ECLI:NL:CRVB:2023:1037
Centrale Raad van Beroep
- Hoger beroep
- Rechtspraak.nl
Niet-tijdige indiening van beroepschrift in hoger beroep tegen uitspraak van de rechtbank Den Haag
In deze zaak heeft de Centrale Raad van Beroep op 2 juni 2023 uitspraak gedaan in het hoger beroep van appellant tegen de uitspraak van de rechtbank Den Haag van 21 december 2022. Appellant had hoger beroep ingesteld, maar het beroepschrift was niet tijdig ingediend. De termijn voor het indienen van een beroepschrift bedraagt zes weken, en deze termijn begint te lopen vanaf de dag na de bekendmaking van de aangevallen uitspraak. In dit geval was het beroepschrift op 6 februari 2023 ontvangen, terwijl het op 3 februari 2023 ter post was bezorgd. Dit betekent dat het beroepschrift niet tijdig was ingediend, aangezien de termijn al was verstreken.

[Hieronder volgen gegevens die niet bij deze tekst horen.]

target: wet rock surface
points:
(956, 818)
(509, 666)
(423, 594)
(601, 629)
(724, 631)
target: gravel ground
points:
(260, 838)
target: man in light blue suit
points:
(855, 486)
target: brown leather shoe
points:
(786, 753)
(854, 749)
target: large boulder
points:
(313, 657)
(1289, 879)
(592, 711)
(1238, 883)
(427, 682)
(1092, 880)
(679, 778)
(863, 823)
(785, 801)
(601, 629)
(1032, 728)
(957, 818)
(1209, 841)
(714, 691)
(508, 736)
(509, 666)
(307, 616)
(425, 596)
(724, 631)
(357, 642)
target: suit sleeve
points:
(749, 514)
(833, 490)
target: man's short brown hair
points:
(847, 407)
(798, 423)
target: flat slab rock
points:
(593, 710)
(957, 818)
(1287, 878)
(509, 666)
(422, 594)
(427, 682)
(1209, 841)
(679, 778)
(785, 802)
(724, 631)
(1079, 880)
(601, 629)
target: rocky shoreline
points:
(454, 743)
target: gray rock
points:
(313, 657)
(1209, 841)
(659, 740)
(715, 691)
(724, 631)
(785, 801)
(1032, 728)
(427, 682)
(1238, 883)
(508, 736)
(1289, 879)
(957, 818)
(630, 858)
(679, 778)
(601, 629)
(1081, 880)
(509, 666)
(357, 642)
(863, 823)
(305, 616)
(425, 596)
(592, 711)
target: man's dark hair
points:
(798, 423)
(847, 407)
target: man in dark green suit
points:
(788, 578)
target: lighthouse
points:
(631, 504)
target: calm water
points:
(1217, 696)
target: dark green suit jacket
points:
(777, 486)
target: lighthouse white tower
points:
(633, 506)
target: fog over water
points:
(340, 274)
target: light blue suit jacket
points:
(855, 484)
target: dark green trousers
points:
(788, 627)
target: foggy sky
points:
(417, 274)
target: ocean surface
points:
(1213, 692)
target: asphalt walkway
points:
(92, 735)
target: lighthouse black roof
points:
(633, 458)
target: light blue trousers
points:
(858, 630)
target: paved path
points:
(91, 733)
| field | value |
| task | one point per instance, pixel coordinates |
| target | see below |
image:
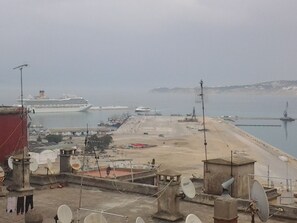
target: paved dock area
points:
(178, 146)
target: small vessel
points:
(142, 109)
(286, 118)
(42, 103)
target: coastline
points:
(181, 145)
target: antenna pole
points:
(204, 130)
(20, 67)
(82, 168)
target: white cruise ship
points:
(41, 103)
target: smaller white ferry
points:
(142, 109)
(42, 103)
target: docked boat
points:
(286, 118)
(142, 109)
(42, 103)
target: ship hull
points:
(58, 109)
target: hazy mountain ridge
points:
(270, 87)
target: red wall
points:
(12, 138)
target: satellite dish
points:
(64, 214)
(10, 164)
(188, 187)
(191, 218)
(33, 164)
(260, 201)
(139, 220)
(283, 158)
(75, 162)
(49, 165)
(226, 185)
(2, 174)
(95, 218)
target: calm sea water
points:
(244, 106)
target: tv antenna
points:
(64, 214)
(75, 162)
(259, 203)
(33, 164)
(10, 164)
(187, 187)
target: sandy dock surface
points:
(180, 146)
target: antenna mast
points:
(20, 67)
(204, 130)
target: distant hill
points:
(281, 87)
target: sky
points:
(88, 47)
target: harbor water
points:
(258, 115)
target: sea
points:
(256, 114)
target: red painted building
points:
(13, 131)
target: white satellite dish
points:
(95, 218)
(260, 201)
(10, 164)
(283, 158)
(49, 165)
(139, 220)
(64, 214)
(33, 164)
(191, 218)
(75, 162)
(188, 187)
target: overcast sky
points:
(75, 46)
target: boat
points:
(42, 103)
(142, 109)
(286, 118)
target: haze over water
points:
(244, 106)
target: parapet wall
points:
(40, 181)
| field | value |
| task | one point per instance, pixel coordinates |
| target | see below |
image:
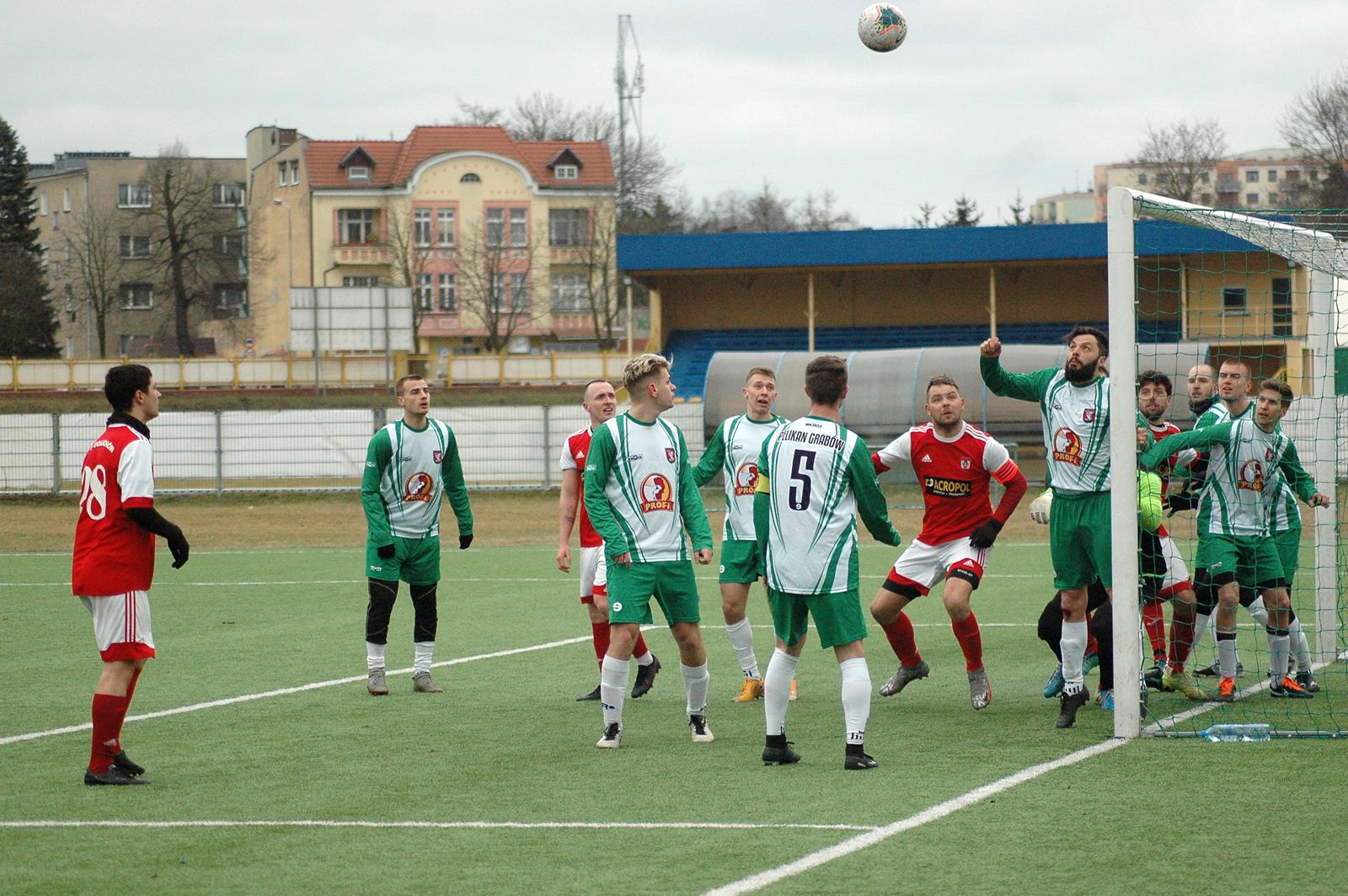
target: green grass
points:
(507, 743)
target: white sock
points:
(741, 639)
(698, 680)
(777, 689)
(1073, 646)
(424, 653)
(856, 697)
(612, 687)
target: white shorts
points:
(1177, 574)
(593, 573)
(923, 565)
(121, 626)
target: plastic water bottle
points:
(1237, 733)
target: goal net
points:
(1190, 289)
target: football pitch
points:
(274, 771)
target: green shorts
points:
(741, 561)
(415, 561)
(837, 617)
(1289, 552)
(1251, 559)
(671, 583)
(1078, 539)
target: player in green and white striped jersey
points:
(815, 475)
(1075, 408)
(734, 451)
(640, 495)
(1233, 512)
(410, 465)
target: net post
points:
(1123, 464)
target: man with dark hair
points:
(815, 475)
(1075, 404)
(734, 451)
(409, 468)
(600, 403)
(114, 563)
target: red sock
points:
(971, 642)
(1154, 620)
(901, 639)
(108, 712)
(600, 637)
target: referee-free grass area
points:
(502, 774)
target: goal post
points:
(1199, 280)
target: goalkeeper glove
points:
(1040, 509)
(986, 536)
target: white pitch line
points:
(880, 835)
(285, 691)
(320, 822)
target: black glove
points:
(986, 536)
(179, 547)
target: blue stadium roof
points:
(930, 246)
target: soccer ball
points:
(882, 27)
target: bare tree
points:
(1318, 125)
(193, 227)
(1180, 154)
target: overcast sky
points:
(986, 98)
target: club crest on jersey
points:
(657, 493)
(1251, 476)
(1067, 446)
(746, 478)
(418, 488)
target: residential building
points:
(107, 258)
(507, 244)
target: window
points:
(448, 294)
(231, 296)
(421, 227)
(132, 195)
(519, 227)
(570, 294)
(227, 195)
(445, 219)
(1282, 307)
(136, 296)
(134, 247)
(570, 227)
(424, 293)
(355, 226)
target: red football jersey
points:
(112, 554)
(573, 458)
(954, 475)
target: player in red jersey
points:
(954, 464)
(600, 402)
(115, 561)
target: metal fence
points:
(502, 448)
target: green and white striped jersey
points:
(1244, 471)
(734, 451)
(1076, 422)
(813, 477)
(406, 475)
(639, 491)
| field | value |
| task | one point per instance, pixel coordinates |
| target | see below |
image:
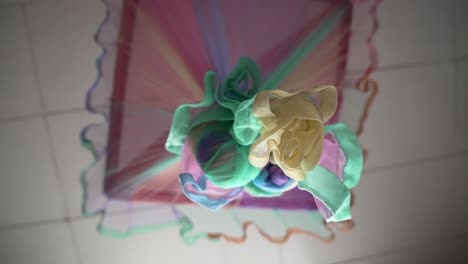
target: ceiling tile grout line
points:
(33, 223)
(46, 113)
(43, 108)
(405, 249)
(78, 218)
(58, 178)
(410, 163)
(74, 239)
(419, 64)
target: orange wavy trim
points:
(342, 227)
(276, 240)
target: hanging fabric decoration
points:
(230, 107)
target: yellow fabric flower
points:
(292, 128)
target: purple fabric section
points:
(294, 199)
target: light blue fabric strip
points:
(203, 200)
(349, 143)
(324, 185)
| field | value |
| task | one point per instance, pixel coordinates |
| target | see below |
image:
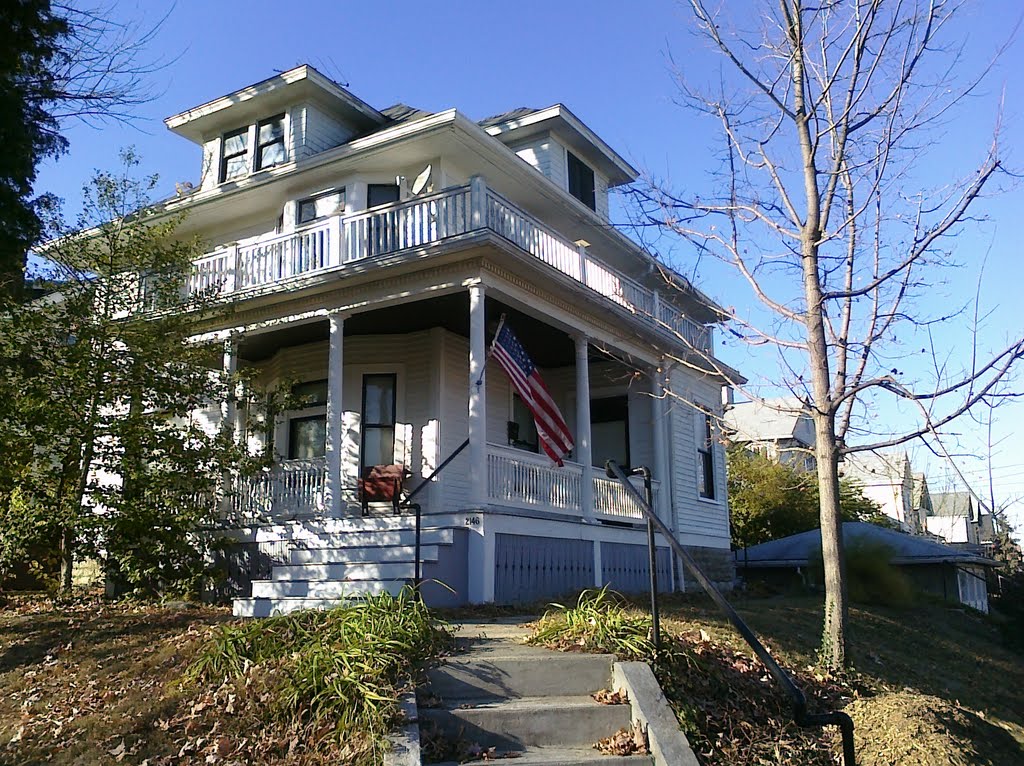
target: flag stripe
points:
(552, 431)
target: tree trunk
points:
(67, 559)
(833, 651)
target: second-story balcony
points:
(339, 241)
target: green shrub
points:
(870, 577)
(333, 675)
(600, 622)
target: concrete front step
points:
(350, 570)
(567, 757)
(329, 589)
(528, 722)
(264, 607)
(374, 539)
(361, 553)
(321, 525)
(520, 672)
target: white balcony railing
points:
(421, 221)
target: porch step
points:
(523, 673)
(361, 553)
(567, 757)
(525, 722)
(329, 589)
(264, 607)
(527, 703)
(320, 526)
(374, 539)
(357, 570)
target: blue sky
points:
(608, 61)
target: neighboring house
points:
(951, 573)
(780, 429)
(887, 479)
(921, 501)
(958, 517)
(367, 256)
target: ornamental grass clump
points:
(328, 679)
(600, 622)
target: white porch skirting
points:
(515, 479)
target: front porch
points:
(516, 480)
(401, 397)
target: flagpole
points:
(491, 348)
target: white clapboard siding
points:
(698, 520)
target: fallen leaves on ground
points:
(630, 740)
(607, 696)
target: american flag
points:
(551, 428)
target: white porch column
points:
(659, 421)
(229, 407)
(477, 398)
(585, 454)
(335, 413)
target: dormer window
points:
(269, 142)
(581, 181)
(235, 155)
(236, 159)
(314, 208)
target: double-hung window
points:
(581, 181)
(269, 142)
(378, 420)
(706, 459)
(522, 427)
(609, 430)
(307, 427)
(235, 155)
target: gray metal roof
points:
(907, 549)
(766, 421)
(514, 114)
(403, 113)
(953, 504)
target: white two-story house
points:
(367, 257)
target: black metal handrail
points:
(408, 503)
(800, 714)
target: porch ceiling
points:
(546, 345)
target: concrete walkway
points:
(497, 692)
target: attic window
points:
(235, 155)
(269, 142)
(582, 181)
(320, 206)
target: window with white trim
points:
(379, 401)
(307, 427)
(706, 461)
(581, 177)
(235, 155)
(320, 206)
(270, 142)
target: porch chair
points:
(382, 483)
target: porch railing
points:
(522, 479)
(519, 478)
(423, 220)
(291, 487)
(515, 478)
(613, 501)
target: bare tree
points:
(823, 111)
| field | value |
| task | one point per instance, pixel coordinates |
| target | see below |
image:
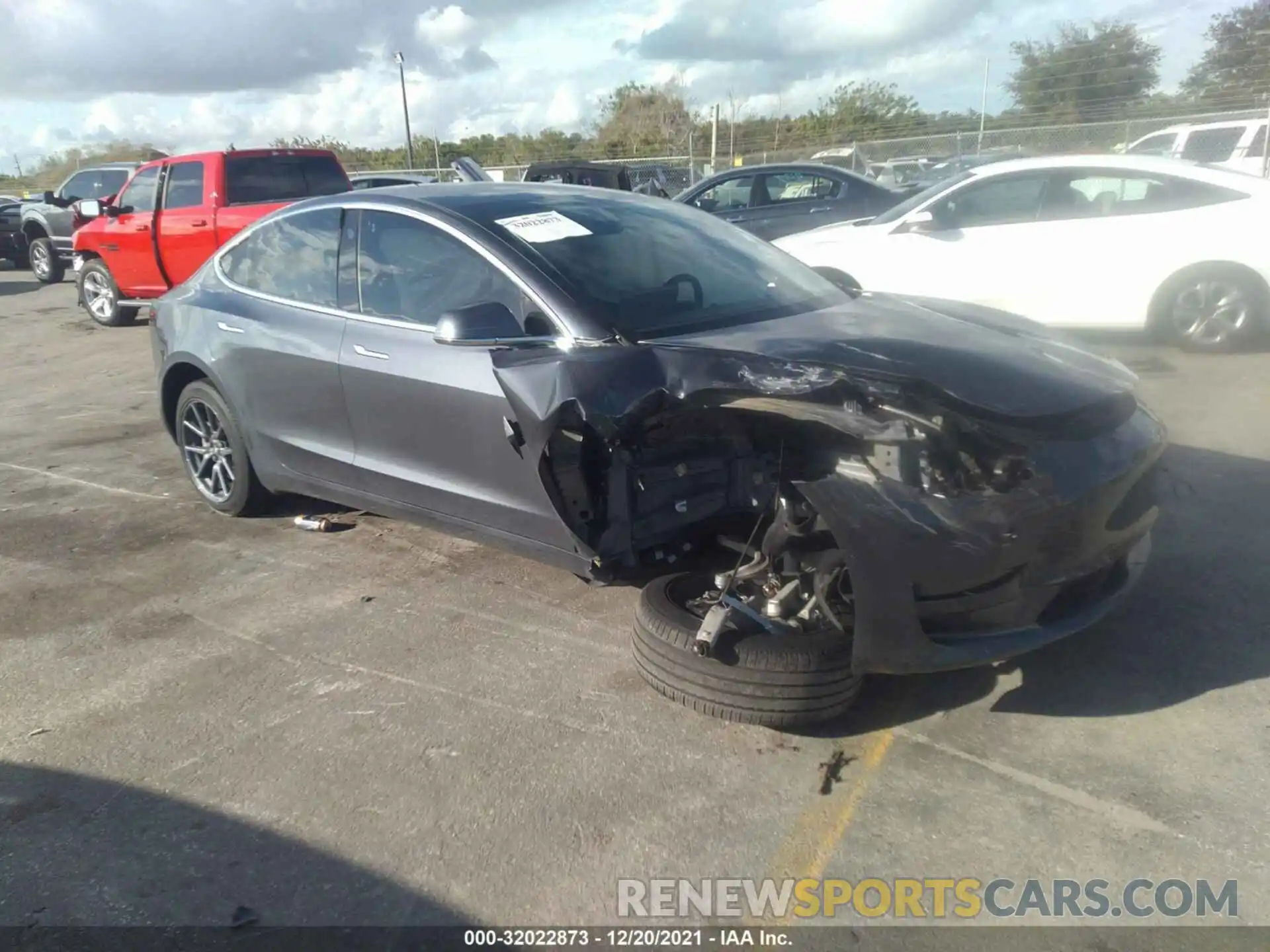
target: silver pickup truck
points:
(46, 226)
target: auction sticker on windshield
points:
(542, 226)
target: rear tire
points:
(210, 441)
(45, 263)
(101, 296)
(1213, 309)
(774, 681)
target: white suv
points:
(1240, 145)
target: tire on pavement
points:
(206, 423)
(101, 296)
(1212, 292)
(45, 263)
(774, 681)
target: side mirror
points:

De Centrale Raad van Beroep overwoog dat, hoewel een na afloop van de termijn ingediend beroepschrift niet-ontvankelijk kan blijven, dit niet geldt als redelijkerwijs niet kan worden geoordeeld dat de indiener in verzuim is geweest. Appellant voerde aan dat de termijnoverschrijding te wijten was aan het feit dat zijn raadsman niet beschikbaar was, maar de Raad oordeelde dat deze reden niet voldoende was om aan te nemen dat appellant niet in verzuim was geweest. Daarom werd het hoger beroep kennelijk niet-ontvankelijk verklaard, zonder verder onderzoek te doen. De Raad besloot dat er geen aanleiding was voor een proceskostenveroordeling.
De uitspraak werd gedaan door rechter F.M. Rijnbeek, in tegenwoordigheid van griffier J.M. Labage, en is openbaar uitgesproken. Tegen deze uitspraak staat voor belanghebbenden en het bestuursorgaan de mogelijkheid open om binnen zes weken schriftelijk verzet te doen.